Wally Ziaja

Personal information
- Full name: Walter Eric Ziaja
- Date of birth: July 2, 1949 (age 77)
- Place of birth: Linz, Austria
- Height: 5 ft 9 in (1.75 m)
- Position: Defender

Senior career*
- Years: Team / Apps / (Gls)
- 1973: Atlanta Chiefs / 1 / (0)
- 1974: Denver Dynamos / 5 / (0)

International career
- 1973: United States / 4 / (0)

Managerial career
- Arrowhead High School
- Whitefish Bay High School

= Wally Ziaja =

Austrian-born American soccer player

Walter "Wally" Ziaja (born July 2, 1949) is a retired American soccer defender. He spent two seasons in the North American Soccer League and was a member of the U.S. soccer team at the 1972 Summer Olympics.

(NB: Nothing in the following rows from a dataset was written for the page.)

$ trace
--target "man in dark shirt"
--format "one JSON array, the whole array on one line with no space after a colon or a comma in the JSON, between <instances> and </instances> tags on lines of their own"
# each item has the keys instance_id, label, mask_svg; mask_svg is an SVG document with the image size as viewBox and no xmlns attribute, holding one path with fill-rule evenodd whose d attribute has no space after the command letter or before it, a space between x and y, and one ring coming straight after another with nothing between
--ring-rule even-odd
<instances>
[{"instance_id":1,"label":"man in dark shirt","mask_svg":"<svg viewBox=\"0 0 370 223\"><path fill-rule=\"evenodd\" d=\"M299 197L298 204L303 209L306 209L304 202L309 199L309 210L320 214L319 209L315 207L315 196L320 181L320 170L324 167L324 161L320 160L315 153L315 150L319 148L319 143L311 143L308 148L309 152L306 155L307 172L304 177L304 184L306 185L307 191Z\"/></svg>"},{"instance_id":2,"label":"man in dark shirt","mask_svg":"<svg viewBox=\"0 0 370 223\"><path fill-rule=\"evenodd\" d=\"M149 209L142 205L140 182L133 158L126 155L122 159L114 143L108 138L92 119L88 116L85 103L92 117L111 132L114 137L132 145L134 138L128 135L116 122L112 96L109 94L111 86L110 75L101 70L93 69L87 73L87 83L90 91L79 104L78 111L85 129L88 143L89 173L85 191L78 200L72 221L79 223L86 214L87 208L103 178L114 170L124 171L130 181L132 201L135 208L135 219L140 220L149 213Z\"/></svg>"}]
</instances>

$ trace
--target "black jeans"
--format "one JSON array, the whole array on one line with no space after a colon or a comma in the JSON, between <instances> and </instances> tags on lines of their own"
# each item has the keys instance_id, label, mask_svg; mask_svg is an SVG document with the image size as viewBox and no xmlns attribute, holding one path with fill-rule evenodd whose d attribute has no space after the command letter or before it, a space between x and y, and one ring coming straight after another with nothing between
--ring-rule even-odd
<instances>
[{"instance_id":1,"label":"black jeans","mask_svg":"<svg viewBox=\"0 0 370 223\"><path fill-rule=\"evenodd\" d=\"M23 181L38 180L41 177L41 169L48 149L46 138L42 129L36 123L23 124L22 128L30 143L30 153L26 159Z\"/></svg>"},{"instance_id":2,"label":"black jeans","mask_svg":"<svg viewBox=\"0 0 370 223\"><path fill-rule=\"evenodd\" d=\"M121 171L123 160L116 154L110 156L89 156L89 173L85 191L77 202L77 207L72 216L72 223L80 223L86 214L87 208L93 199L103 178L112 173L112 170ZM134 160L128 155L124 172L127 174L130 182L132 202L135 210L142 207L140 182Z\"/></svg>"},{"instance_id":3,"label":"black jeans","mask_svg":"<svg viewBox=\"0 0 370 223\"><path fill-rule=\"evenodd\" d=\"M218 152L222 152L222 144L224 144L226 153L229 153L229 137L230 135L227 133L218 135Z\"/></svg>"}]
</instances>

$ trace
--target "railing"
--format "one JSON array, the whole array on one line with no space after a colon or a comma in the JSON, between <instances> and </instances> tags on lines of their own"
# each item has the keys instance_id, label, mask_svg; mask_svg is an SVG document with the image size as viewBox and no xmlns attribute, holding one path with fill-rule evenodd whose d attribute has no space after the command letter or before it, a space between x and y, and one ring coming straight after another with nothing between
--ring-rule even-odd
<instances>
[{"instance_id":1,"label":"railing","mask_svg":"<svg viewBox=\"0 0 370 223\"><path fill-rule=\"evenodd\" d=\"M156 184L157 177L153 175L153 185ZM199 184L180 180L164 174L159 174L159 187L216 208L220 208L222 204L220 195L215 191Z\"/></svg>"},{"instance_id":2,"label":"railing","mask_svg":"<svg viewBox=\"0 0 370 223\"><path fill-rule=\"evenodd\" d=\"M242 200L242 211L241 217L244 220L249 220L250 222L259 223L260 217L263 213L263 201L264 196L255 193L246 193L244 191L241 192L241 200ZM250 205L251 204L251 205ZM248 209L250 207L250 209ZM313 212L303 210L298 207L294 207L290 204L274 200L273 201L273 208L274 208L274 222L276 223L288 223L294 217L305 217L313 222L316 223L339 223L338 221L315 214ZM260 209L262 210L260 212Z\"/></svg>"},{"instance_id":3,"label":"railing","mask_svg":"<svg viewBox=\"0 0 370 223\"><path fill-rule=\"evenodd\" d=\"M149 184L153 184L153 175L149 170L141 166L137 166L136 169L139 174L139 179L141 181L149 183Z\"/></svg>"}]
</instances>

He also earned four caps with the U.S. national team in 1973.

==Player==

===National teams===
Ziaja was selected to play with the U.S. team at 1972 Summer Olympics in Munich. The U.S. went 0-2-1 in group play and failed to qualify for the second round. Ziaja played only one match, the 7–0 loss to West Germany. He earned his first cap on March 20, 1973, in a 4–0 loss to Poland. His last game was a 2–0 loss to Israel on November 15, 1973.

===Professional===
In 1973, Ziaja signed with the Atlanta Chiefs of the North American Soccer League (NASL). At the end of the season, the Chiefs moved to Denver where it became the Denver Dynamos. Ziaja played the 1974 NASL season with the Dynamo then left the league.

==Coach==
Ziaja later went on to coach at Arrowhead High School. In 2002, he became the girls' soccer coach at Whitefish Bay High School.

He is a member of the Wisconsin Soccer Hall of Fame.